Ruang terbuka didefinisikan sebagai bagian peruntukkan penggunaan tanah dalam wilayah kota yang disediakan untuk difungsikan sebagai daerah ruang terbuka yang dapat berupa lahan terbuka hijau, lapangan, pemakaman, tegalan, persawahan dan bentuk-bentuk lainnya Lawson, 2001. Ruang terbuka kota pada dasarnya adalah ruang kota yang tidak terbangun, yang berfungsi sebagai penunjang tuntutan akan kenyamanan, keamanan, peningkatan kualitas lingkungan dan pelestarian alam yang terdiri dari ruang linier atau koridor dan ruang pulau atau oasis sebagai tempat perhentian Hakim, 2004. Menurut Peraturan Menteri Pekerjaan Umum Nomor: 05PRTM2008 Ruang Terbuka Hijau RTH tentang Pedoman Penyediaan dan Pemanfaatan RTH di Kawasan Perkotaan, ruang terbuka hijau adalah area memanjangjalur dan atau mengelompok, yang penggunaannya lebih bersifat terbuka, tempat tumbuh tanaman, baik yang tumbuh tanaman secara alamiah maupun yang sengaja ditanam.
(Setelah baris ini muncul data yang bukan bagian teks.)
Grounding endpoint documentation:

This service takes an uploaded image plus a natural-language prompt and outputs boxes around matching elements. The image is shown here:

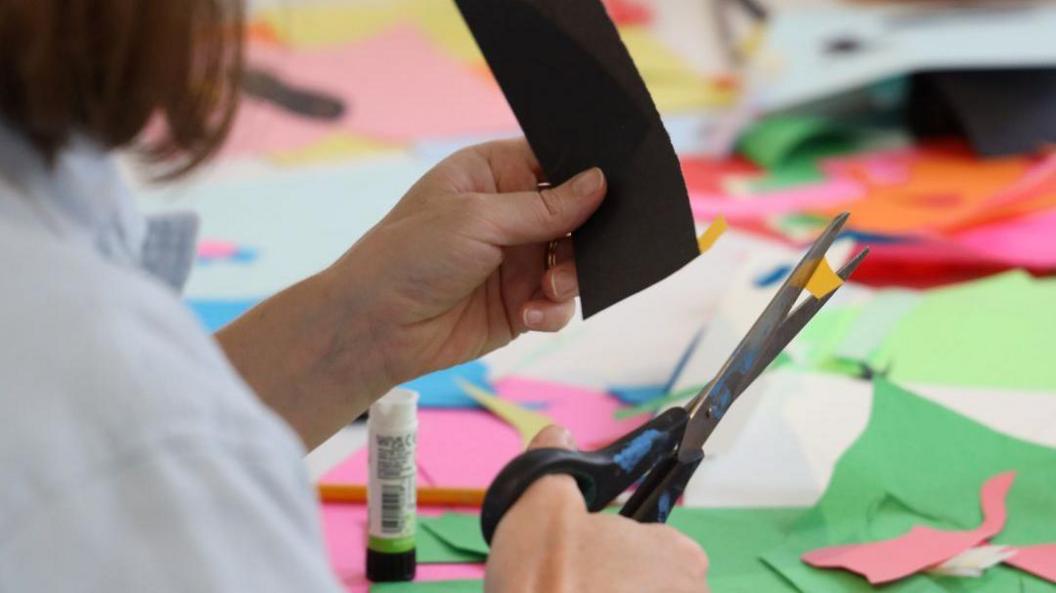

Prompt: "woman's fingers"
[521,301,576,331]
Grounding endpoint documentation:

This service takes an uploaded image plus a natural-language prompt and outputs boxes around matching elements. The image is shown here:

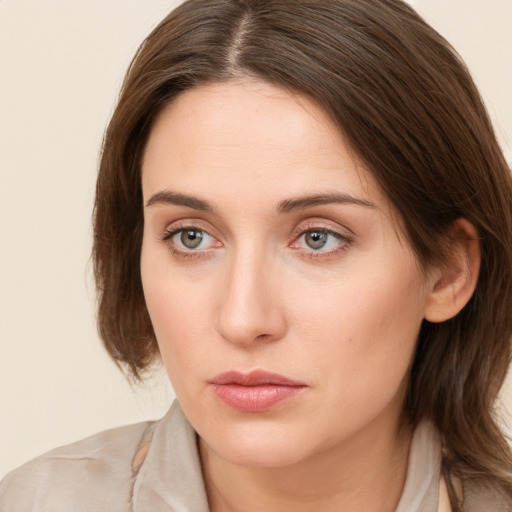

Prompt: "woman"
[0,0,512,512]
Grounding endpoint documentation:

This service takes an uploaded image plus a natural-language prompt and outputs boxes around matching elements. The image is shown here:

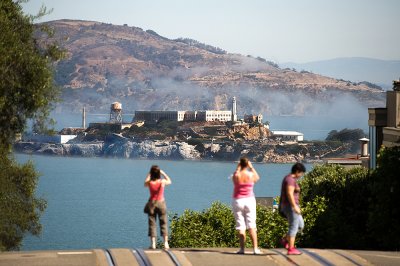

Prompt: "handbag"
[143,184,162,215]
[143,200,156,215]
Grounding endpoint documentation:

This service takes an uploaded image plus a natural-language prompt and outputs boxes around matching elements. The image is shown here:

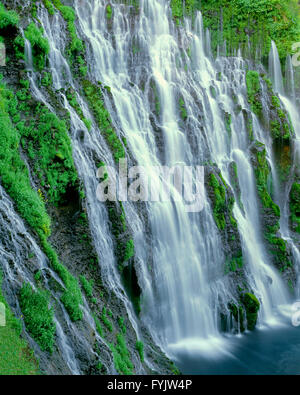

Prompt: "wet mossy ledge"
[228,292,260,333]
[0,1,179,374]
[251,141,296,284]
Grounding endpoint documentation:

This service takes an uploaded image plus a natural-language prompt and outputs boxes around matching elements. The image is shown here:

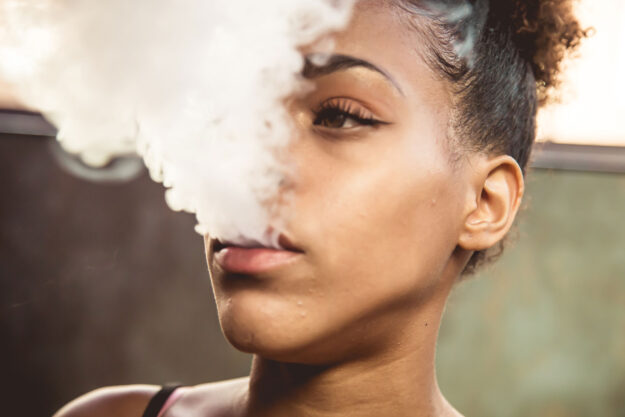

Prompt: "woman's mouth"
[213,235,303,274]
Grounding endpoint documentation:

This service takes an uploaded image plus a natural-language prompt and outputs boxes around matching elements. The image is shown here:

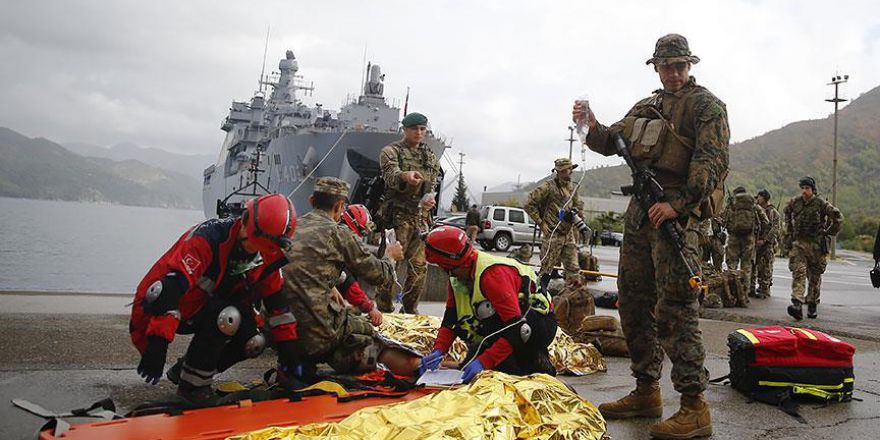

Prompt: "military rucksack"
[727,196,755,235]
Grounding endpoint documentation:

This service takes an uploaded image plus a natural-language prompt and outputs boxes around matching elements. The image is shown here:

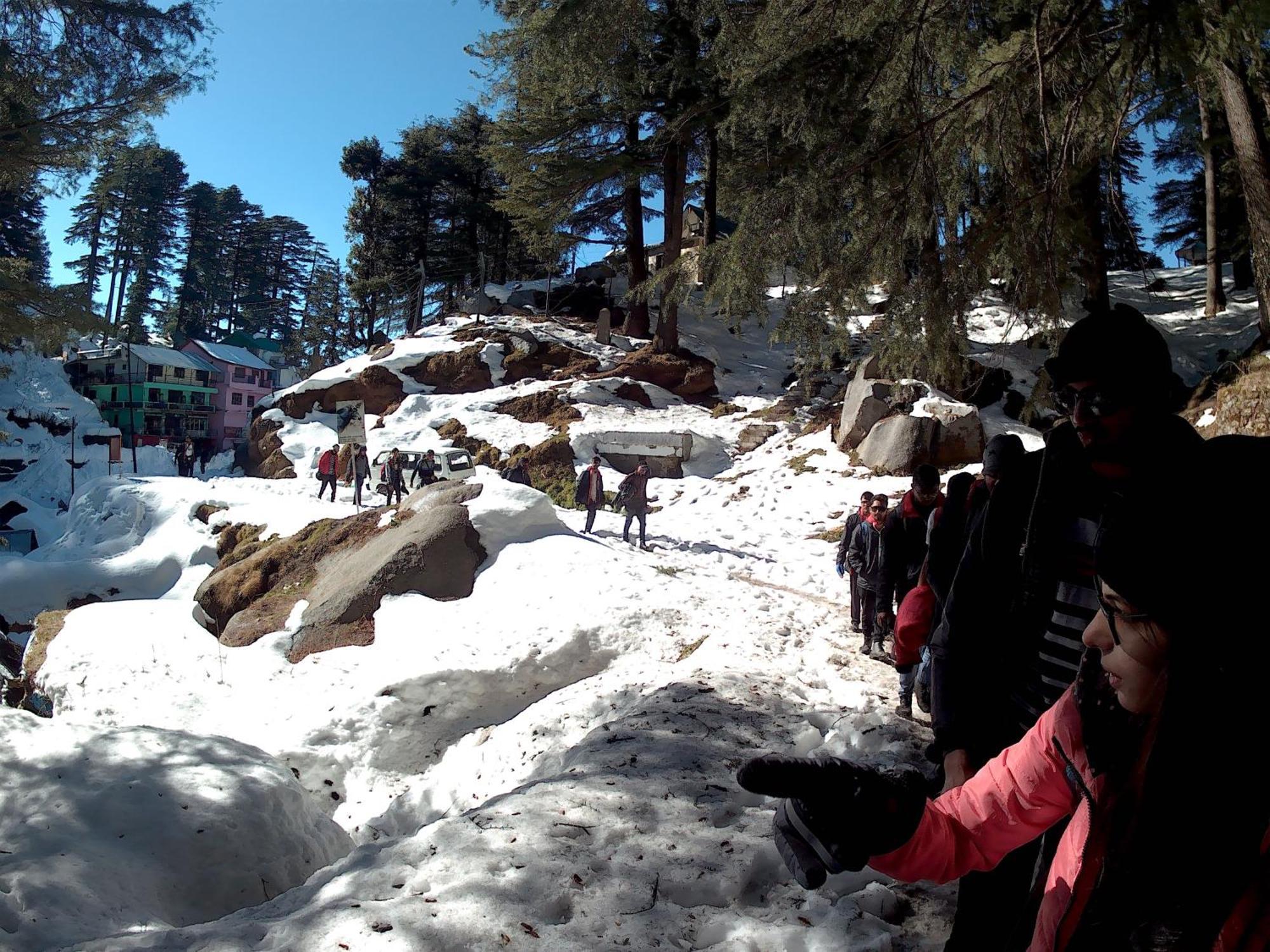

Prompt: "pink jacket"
[869,689,1270,952]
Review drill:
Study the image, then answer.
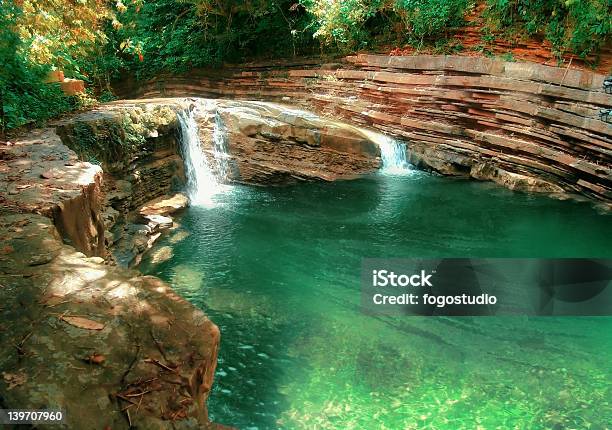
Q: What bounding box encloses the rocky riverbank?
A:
[0,100,225,429]
[0,99,392,429]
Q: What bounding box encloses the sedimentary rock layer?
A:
[116,55,612,201]
[0,106,225,429]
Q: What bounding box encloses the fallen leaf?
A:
[85,354,106,364]
[0,245,14,254]
[60,316,104,330]
[2,372,28,390]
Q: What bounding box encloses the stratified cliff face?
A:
[194,100,380,185]
[116,55,612,201]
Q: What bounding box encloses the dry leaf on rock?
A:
[60,316,104,330]
[85,354,106,364]
[2,372,28,390]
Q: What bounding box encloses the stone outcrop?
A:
[0,113,221,429]
[116,55,612,201]
[197,100,380,185]
[57,100,186,266]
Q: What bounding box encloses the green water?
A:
[143,173,612,430]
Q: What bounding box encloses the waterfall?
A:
[378,136,410,174]
[178,102,228,207]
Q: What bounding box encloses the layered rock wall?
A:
[191,100,380,185]
[116,55,612,201]
[0,119,221,429]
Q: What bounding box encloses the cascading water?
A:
[378,136,410,174]
[178,102,228,207]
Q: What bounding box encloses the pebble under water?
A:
[142,172,612,430]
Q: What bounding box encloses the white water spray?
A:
[178,102,228,207]
[361,129,412,175]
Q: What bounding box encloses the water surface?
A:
[143,172,612,430]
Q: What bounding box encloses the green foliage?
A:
[107,0,311,78]
[301,0,472,51]
[64,116,145,172]
[486,0,612,58]
[0,2,70,131]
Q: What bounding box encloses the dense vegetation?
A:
[0,0,612,130]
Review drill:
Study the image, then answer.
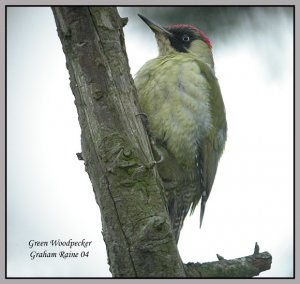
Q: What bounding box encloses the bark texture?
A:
[52,6,272,277]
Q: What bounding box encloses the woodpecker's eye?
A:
[182,35,190,42]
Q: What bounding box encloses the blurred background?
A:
[7,6,294,277]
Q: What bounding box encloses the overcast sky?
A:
[7,7,293,277]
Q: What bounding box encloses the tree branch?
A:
[52,7,271,278]
[52,7,185,277]
[184,252,272,278]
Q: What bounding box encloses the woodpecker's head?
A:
[139,14,213,67]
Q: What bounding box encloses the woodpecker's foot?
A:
[253,242,259,254]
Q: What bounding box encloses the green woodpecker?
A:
[135,15,227,242]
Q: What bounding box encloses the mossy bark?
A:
[52,6,272,278]
[52,7,185,277]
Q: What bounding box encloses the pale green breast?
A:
[135,54,213,171]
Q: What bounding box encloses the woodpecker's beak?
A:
[138,14,172,36]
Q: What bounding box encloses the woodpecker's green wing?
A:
[191,61,227,226]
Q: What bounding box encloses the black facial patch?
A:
[165,28,201,52]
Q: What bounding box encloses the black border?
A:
[4,3,296,281]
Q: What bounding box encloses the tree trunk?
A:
[52,7,271,278]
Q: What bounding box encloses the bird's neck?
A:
[188,41,214,70]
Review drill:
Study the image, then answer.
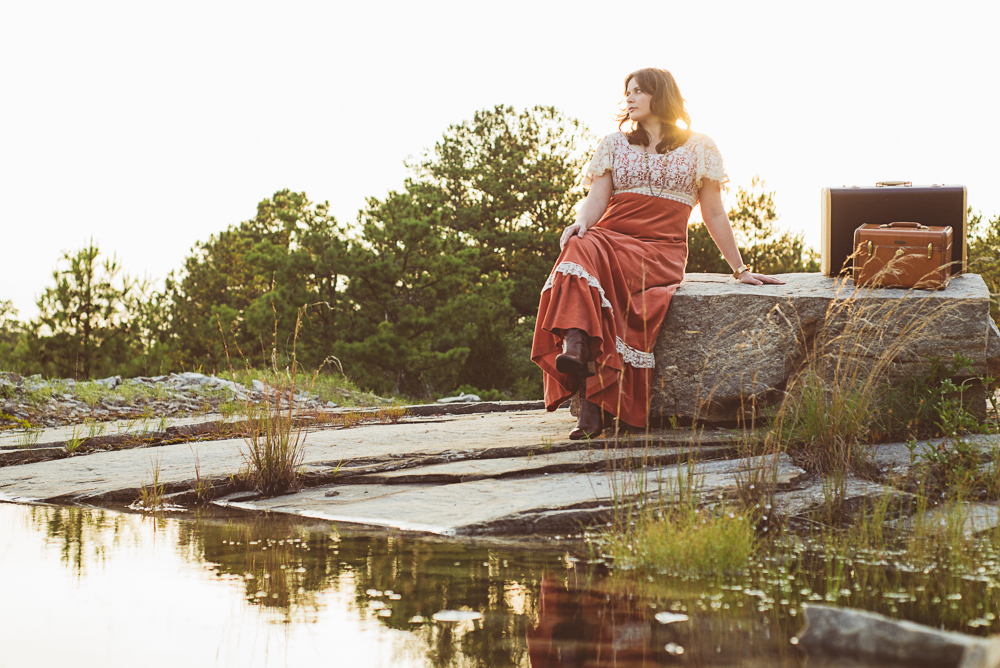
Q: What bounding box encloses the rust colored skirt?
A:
[531,193,691,427]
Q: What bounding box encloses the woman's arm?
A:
[559,171,613,250]
[698,179,784,285]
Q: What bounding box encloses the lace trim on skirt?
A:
[542,262,614,313]
[615,336,656,369]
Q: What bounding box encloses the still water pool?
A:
[0,504,996,668]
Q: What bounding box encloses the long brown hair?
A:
[618,67,691,153]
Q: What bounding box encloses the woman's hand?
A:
[739,271,785,285]
[559,220,589,250]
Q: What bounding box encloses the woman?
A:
[531,68,782,439]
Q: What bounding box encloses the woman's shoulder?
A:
[684,132,717,148]
[599,131,628,146]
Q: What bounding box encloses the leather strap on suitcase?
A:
[854,222,952,290]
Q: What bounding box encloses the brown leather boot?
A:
[556,329,596,392]
[569,398,604,441]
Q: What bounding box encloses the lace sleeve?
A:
[583,135,614,190]
[694,137,729,192]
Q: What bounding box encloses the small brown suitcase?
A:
[854,222,952,290]
[820,181,967,276]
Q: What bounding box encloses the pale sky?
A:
[0,0,1000,319]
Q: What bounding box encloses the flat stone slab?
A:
[798,604,1000,668]
[774,476,912,518]
[227,455,805,535]
[0,413,226,451]
[0,411,578,502]
[650,273,1000,421]
[337,444,733,485]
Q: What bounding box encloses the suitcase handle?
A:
[879,223,930,230]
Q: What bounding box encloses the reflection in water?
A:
[7,504,1000,668]
[28,506,132,576]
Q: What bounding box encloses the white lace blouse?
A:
[583,132,729,206]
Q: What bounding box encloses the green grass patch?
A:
[599,505,756,573]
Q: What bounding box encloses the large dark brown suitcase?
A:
[820,181,966,276]
[854,222,952,290]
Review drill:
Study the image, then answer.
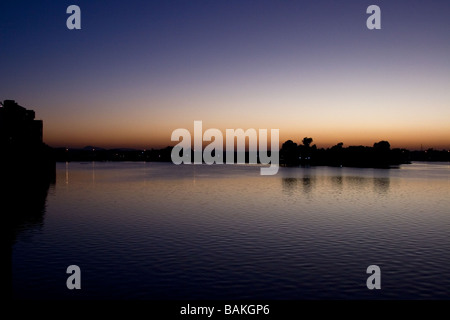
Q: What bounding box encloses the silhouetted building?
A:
[0,100,42,147]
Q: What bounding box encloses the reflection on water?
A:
[9,163,450,299]
[6,168,55,298]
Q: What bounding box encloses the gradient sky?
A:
[0,0,450,149]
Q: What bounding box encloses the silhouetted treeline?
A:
[280,137,450,168]
[55,147,172,162]
[54,138,450,168]
[280,137,411,168]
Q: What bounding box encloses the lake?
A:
[12,162,450,300]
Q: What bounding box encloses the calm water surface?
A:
[12,162,450,299]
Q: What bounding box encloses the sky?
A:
[0,0,450,149]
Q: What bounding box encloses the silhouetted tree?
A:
[373,140,391,151]
[280,140,299,166]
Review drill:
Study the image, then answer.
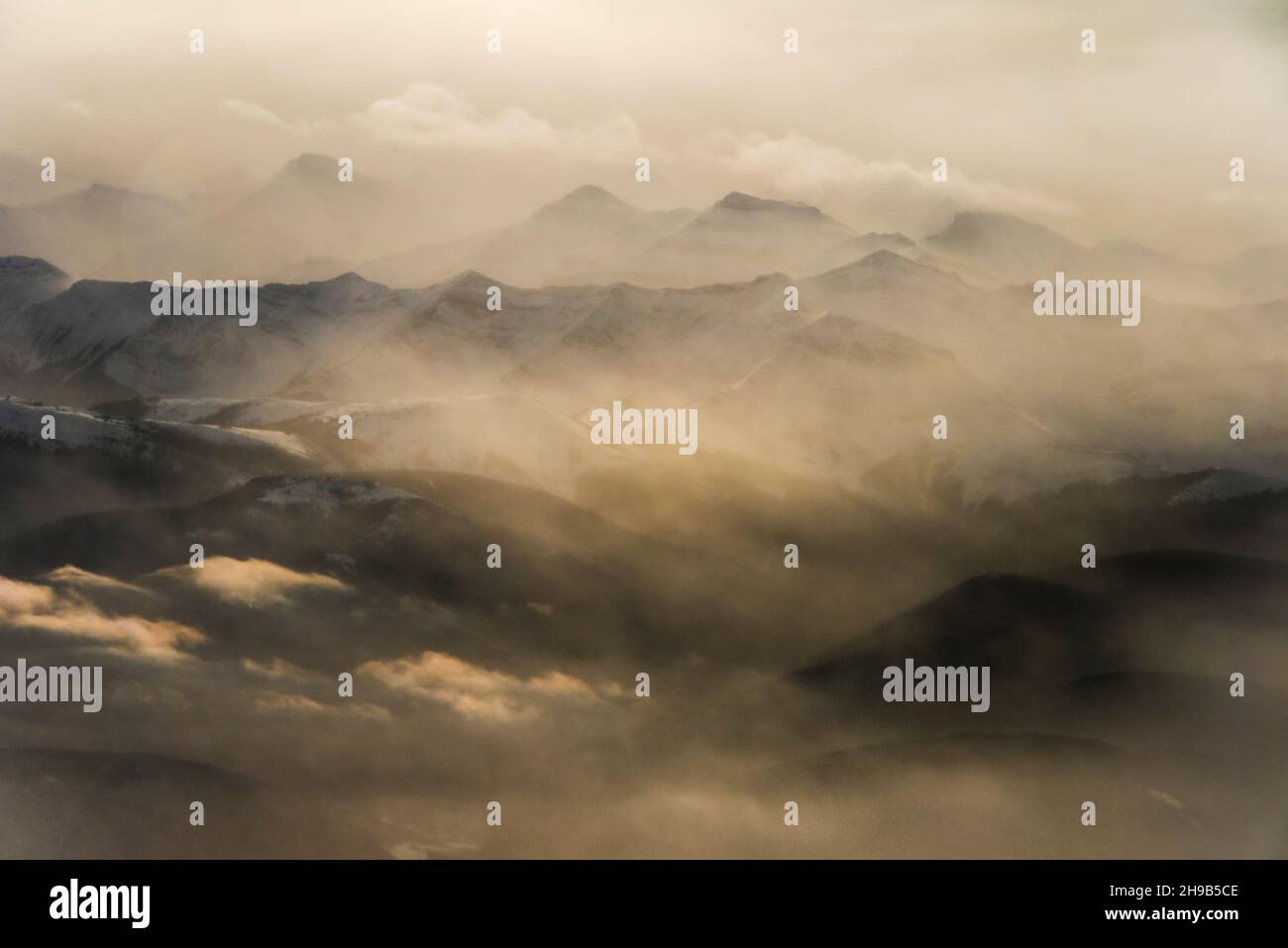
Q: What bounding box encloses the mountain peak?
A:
[712,190,823,216]
[532,184,638,220]
[279,152,339,177]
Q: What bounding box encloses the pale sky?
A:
[0,0,1288,259]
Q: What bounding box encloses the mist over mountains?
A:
[0,155,1288,857]
[0,154,1288,305]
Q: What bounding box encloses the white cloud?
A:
[218,99,310,138]
[0,571,203,661]
[688,132,1077,215]
[362,652,610,724]
[348,82,640,158]
[155,557,349,605]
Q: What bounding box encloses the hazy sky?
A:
[0,0,1288,258]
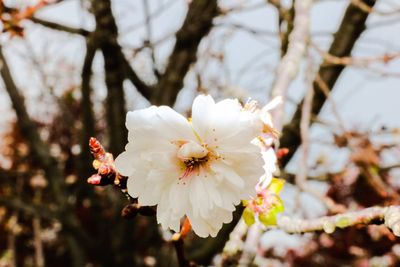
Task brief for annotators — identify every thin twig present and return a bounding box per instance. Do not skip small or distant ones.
[277,206,400,236]
[272,0,313,131]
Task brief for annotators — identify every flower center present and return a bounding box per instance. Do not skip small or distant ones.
[177,141,209,179]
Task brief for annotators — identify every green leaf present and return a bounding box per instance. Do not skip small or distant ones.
[268,178,285,194]
[242,207,255,226]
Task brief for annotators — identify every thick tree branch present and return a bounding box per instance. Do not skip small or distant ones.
[80,37,97,180]
[92,0,127,155]
[30,16,90,37]
[280,0,376,167]
[277,206,400,236]
[152,0,218,106]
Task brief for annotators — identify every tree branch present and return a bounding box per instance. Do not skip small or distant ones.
[30,16,90,37]
[0,46,66,205]
[277,206,400,236]
[272,0,313,131]
[152,0,218,106]
[280,0,376,167]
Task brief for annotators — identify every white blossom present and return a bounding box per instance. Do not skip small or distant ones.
[115,95,264,237]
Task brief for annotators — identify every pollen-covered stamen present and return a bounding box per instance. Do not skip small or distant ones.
[177,141,209,178]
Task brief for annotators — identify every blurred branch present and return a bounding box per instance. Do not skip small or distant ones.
[0,196,59,220]
[280,0,376,167]
[277,206,400,236]
[30,16,90,37]
[121,57,153,100]
[92,0,127,155]
[295,58,346,213]
[0,46,65,205]
[152,0,218,106]
[80,38,97,180]
[188,205,243,266]
[142,0,160,78]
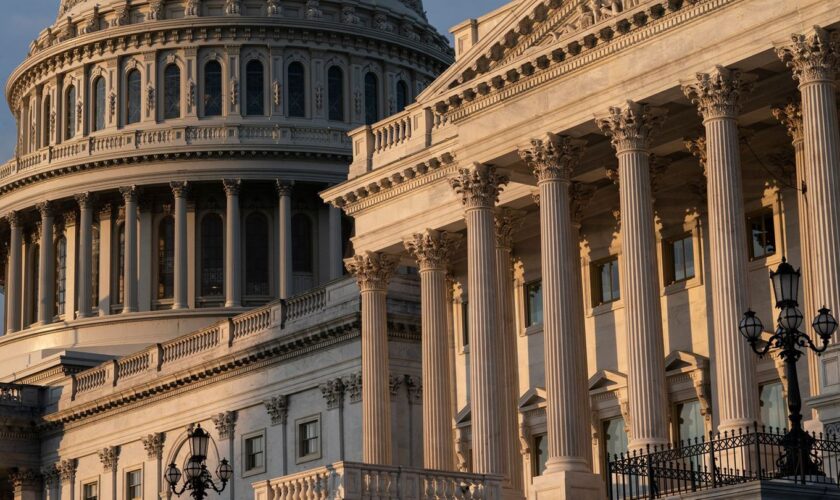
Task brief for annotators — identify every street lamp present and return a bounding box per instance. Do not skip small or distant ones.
[738,258,837,476]
[164,424,233,500]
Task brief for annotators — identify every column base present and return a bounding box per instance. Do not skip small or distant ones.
[528,471,607,500]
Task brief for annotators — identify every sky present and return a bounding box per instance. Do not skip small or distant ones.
[0,0,508,160]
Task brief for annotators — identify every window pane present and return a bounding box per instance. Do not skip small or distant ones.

Perencanaan ruang terbuka hijau harus dapat memenuhi keselarasan harmoni antara struktural dan alamnya, bentuknya bukan sekedar taman, lahan kosong untuk rekreasi atau lahan penuh tumbuhan yang tidak dapat dimanfaatkan penduduk kota Simonds, 2003. Ruang terbuka hijau dibangun dari kumpulan tumbuhan dan tanaman atau vegetasi yang telah diseleksi dan disesuaikan dengan lokasi serta rencana dan rancangan peruntukkannya. Lokasi yang berbeda seperti pesisir, pusat kota, kawasan industri, sempadan badan-badan air, dan lain-lain akan memiliki permasalahan yang jauh berbeda. Untuk keberhasilan rancangan, penanaman dan kelestariannya maka sifat dan ciri serta kriteria arsitektural, hortikutural tanaman dan vegetasi penyusunan RTH harus menjadi bahan pertimbangan dalam menyelidiki jenis-jenis yang akan ditanam Depdagri, 2007. Dari beberapa pandangan tersebut dapat disimpulkan bahwa ruang terbuka hijau adalah bagian dari ruang terbuka di suatu kota atau kawasan yang diisi dengan tanaman untuk menjaga keseimbangan ekosistem yang ada dan memberi fungsi ekologis, sosial, budaya, ekonomi, dan estetika. Ruang terbuka hijau dapat digolongkan sesuai dengan kegunaannya seperti jalur hijau, taman, hutan kota, sempadan sungai, pekarangan, perkebunan, pertanian, pemakaman, dan jenis RTH lainnya. Keberadaan RTH dapat berfungsi sebagai penyerap polusi, memberi udara bersih, memberi kenyamanan, dan konservasi.